The business logic layer manages user authentication/authorization, and it performs actions based on user inputs and expected outputs. It provides a set of RESTful HTTP endpoints used to drive most of the functionality of the Dashboard, including administration facilities, as well as CRUD (create, read, update, and delete) operations on the database data.
The presentation layer handles user requests and displays information to users. The GUI consists of a web application based on HTML5, Bootstrap [21], and Angular [22]. The GUI is designed to be responsive, meaning that one may access the platform through any kind of device from smartphones to desktop computers. The main functions of the GUI are described in the following.

5.2.1. Director Home Page

Once the user is logged into the system as a director, the homepage with the list of created missions is presented (see Figure 3), together with the related events, role of the mission, and date of the event. The status of each mission is also shown, so that the director may know the next steps of the planning or execution workflows that can be taken for every mission. For example, if a mission is in “Pending” status, it means that the director requested to validate the mission, and the Mission Controller is performing the required safety and security checks. Several actions can be performed from this page, as editing a mission or deleting it. The deletion of a mission implies the deletion of all the content of the mission itself (i.e., any related shooting action sequences and shooting actions). On the left side of the homepage, a menu allows the director to be redirected to the event management section, a specific page of the Dashboard used to manage already created events. Through this menu, the director has also access to the page for creating new events, and to the page for executing validated missions.

5.2.2. Event Management

The event management page shows both information on already created events, such as their planned date and time, and available actions to be performed on single events (i.e., edit and delete). An example is shown in Figure 4. If the director or the editorial staff need to create new events, they can select the “Plan new event” item on the left menu of the director home page. This action will redirect to the event configuration page, where a form containing information about the new event can be filled in and then saved on the database. For each event, users can create new child events or new missions. Figure 5 illustrates an example.

5.2.3. Mission Planning

Once the hierarchy of events has been created, missions for leaf events (i.e., events with no more children) can be configured. Figure 6 shows an example. The event is the shooting of the last kilometer of the “Milano-Sanremo” cycling race. The mission is called “Finish in the sprint” and it will be executed in case of a sprint finish of the race. The crew enrolled in the mission includes four people: one director, two cameramen, and one production technician.
The mission configuration page also shows, if present, a list of SASs related to the mission. The user can either add new SASs or update existing ones by simply filling in a short web-form. For each SAS, the user can add one or more shooting actions, detailing through appropriate web forms what the drone formation will do during the live event and what each single drone will do as well. Three tabs, as shown in Figure 7, compose the shooting action configuration page. The first tab describes the main metadata of the shooting action, like the duration. The second tab allows the user to fill in information about the drone formation. This includes, for example, the RT trajectory on a map and the speed of the formation. The third tab collects specific information about each shooting role in the drone formation, such as the shooting parameters (e.g., drones’ displacements), framing types (e.g., long shot, medium shot, close-up shot, etc.), and shooting target.

5.2.4. Mission Execution

Once the plans for a shooting mission have been computed and validated, the director can select any valid combination of mission and SAS roles to execute. This is done by triggering a “run” command from the Dashboard, which will notify the Mission Controller to start the selected missions/SASs. The execution of a selected SAS can be monitored in real-time through a dedicated page of the Dashboard, as illustrated in Figure 8. The page shows information about the corresponding mission, including mission metadata (e.g., name, role, date, and a countdown timer), and associated SASs. Selecting a SAS will show the corresponding timelines with the shooting actions involved, as well as the video streams coming from drones cameras, when available. Furthermore, for each drone, a console to manually adjust camera parameters (i.e., gimbal orientation, zoom level, and focus) is shown.

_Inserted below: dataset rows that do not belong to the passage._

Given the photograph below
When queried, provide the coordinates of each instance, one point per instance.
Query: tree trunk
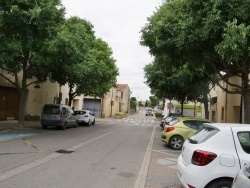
(70, 95)
(22, 105)
(206, 109)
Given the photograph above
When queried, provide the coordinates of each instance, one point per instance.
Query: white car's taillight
(202, 158)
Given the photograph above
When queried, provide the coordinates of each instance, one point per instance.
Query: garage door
(93, 105)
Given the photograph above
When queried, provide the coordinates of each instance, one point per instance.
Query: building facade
(116, 100)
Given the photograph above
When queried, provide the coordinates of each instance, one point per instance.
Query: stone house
(116, 100)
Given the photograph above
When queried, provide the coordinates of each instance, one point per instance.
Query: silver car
(85, 117)
(242, 180)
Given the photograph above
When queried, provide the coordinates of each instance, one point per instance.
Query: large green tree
(81, 60)
(25, 27)
(211, 36)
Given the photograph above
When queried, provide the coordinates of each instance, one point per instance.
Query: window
(244, 138)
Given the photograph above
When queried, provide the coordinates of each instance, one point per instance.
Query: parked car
(213, 156)
(58, 115)
(242, 180)
(85, 117)
(149, 112)
(165, 120)
(179, 129)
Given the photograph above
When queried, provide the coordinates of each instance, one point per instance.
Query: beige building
(116, 100)
(225, 107)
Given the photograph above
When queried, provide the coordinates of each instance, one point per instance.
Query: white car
(213, 156)
(85, 117)
(242, 180)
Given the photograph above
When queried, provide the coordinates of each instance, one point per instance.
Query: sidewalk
(13, 124)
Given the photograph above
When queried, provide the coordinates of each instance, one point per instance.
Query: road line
(142, 176)
(18, 170)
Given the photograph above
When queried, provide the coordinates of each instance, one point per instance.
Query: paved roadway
(113, 153)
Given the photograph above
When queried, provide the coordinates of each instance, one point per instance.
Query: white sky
(118, 22)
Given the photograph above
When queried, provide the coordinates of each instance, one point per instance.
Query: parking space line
(142, 176)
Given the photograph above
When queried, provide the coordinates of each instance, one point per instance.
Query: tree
(85, 62)
(133, 99)
(25, 27)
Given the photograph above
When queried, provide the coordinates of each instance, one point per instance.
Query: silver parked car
(242, 180)
(85, 117)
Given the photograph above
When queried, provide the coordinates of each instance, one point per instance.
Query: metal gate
(93, 105)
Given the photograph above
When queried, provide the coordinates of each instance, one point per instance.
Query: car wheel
(225, 183)
(176, 142)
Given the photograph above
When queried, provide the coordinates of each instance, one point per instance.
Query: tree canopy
(38, 43)
(25, 27)
(209, 38)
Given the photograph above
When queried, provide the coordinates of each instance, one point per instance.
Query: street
(120, 153)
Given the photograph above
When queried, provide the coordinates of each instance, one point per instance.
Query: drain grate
(64, 151)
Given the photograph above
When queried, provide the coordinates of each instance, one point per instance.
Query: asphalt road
(124, 153)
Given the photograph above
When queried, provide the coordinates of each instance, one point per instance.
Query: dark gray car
(58, 115)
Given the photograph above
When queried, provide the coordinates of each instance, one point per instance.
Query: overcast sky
(118, 22)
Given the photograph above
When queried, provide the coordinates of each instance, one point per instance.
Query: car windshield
(202, 135)
(51, 110)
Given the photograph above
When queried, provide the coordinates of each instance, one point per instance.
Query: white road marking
(142, 176)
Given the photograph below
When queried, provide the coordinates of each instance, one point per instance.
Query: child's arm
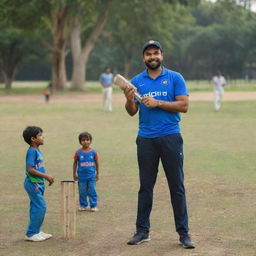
(74, 170)
(97, 169)
(34, 172)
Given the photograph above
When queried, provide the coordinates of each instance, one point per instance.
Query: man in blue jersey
(164, 96)
(106, 79)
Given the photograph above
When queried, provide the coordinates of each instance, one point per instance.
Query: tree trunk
(78, 75)
(81, 56)
(59, 32)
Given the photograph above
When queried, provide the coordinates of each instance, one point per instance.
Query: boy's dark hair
(84, 135)
(31, 131)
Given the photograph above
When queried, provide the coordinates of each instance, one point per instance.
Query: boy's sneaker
(35, 238)
(138, 238)
(186, 242)
(83, 209)
(45, 235)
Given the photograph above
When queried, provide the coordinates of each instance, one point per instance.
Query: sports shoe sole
(187, 247)
(140, 242)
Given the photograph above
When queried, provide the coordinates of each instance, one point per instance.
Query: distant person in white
(106, 79)
(218, 82)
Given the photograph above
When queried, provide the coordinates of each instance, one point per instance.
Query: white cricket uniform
(218, 83)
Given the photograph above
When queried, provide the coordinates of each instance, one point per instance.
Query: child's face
(85, 142)
(39, 139)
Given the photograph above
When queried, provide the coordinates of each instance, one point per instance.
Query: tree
(84, 33)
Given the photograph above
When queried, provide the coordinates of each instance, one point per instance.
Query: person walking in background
(34, 183)
(47, 93)
(86, 171)
(218, 82)
(164, 94)
(106, 80)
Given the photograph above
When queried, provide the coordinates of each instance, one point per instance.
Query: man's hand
(129, 93)
(50, 179)
(150, 102)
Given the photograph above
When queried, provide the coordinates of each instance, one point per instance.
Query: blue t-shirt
(106, 79)
(86, 168)
(156, 122)
(34, 158)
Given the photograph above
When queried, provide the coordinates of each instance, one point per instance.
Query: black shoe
(186, 242)
(138, 238)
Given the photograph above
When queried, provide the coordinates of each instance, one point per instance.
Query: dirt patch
(91, 98)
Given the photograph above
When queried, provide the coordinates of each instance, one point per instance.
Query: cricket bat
(122, 82)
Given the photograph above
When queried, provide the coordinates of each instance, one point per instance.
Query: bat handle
(138, 96)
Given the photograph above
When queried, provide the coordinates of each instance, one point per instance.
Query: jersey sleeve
(96, 156)
(180, 87)
(31, 158)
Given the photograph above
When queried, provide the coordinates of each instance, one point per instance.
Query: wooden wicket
(68, 208)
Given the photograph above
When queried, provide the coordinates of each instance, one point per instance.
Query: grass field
(220, 174)
(94, 86)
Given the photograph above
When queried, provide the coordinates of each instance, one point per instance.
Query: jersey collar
(163, 73)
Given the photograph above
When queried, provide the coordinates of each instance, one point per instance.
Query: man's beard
(153, 66)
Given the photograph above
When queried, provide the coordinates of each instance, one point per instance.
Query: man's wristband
(159, 103)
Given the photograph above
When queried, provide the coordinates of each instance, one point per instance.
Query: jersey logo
(154, 94)
(164, 82)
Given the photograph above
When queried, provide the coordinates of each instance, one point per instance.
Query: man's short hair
(151, 43)
(31, 131)
(84, 135)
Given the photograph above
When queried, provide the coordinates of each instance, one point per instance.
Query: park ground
(219, 170)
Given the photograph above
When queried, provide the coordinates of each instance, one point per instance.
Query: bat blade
(122, 83)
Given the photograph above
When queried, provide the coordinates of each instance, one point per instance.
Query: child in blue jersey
(86, 171)
(34, 184)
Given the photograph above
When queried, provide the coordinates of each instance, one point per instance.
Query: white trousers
(107, 98)
(218, 94)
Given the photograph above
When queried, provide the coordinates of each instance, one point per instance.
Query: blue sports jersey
(35, 158)
(106, 79)
(156, 122)
(86, 168)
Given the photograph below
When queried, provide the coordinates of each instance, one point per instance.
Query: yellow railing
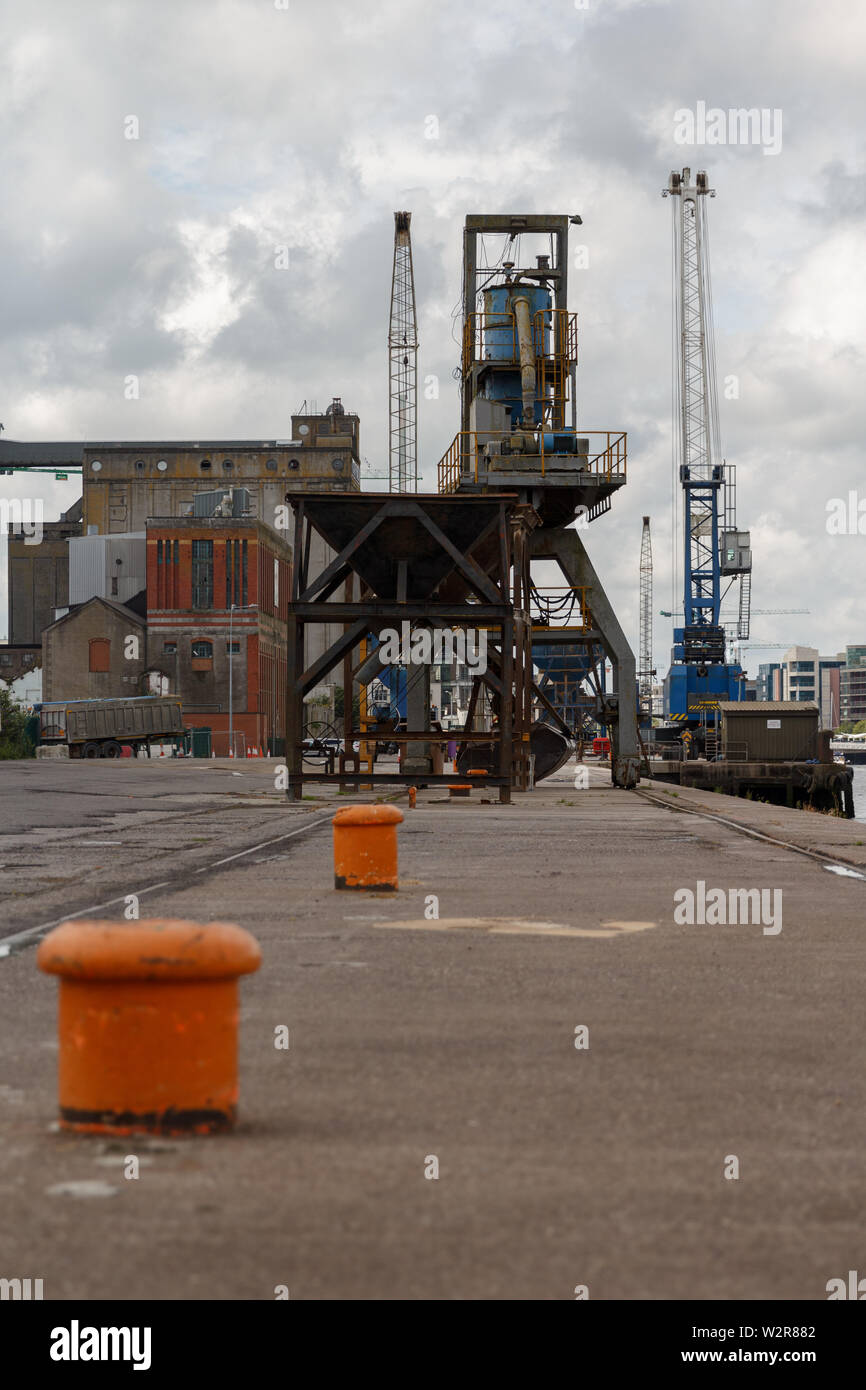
(466, 462)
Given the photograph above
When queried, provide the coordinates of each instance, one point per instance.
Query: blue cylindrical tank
(499, 341)
(499, 332)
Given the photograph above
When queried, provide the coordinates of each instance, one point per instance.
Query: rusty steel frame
(498, 602)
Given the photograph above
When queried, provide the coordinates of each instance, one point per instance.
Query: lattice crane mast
(402, 366)
(713, 548)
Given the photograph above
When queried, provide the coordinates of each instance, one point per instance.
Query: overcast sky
(306, 124)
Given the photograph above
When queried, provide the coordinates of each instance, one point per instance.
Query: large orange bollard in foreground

6. Experiments on Shooting Mission Planning

In this section, we showcase the use of our tools in example scenarios to film outdoor events. Within the framework of MULTIDRONE project, we integrated our tools for autonomous cinematography into a real system with multiple drones. In the following, we first describe an example mission to illustrate the whole process to write, translate, and execute missions. Then, we show the execution of that example shooting mission in a simulator developed in MULTIDRONE. Last, we show some results of a real experimental media production performed in north Germany shooting a rowing race.

6.1. Example of a Shooting Mission

This section details an example of a shooting mission to cover an outdoor event with a single moving target to film. The objective is to illustrate the whole process to write the shooting mission through our language in Section 4, how to translate it into a list of tasks to feed a Planner, and a possible output plan computed for each drone.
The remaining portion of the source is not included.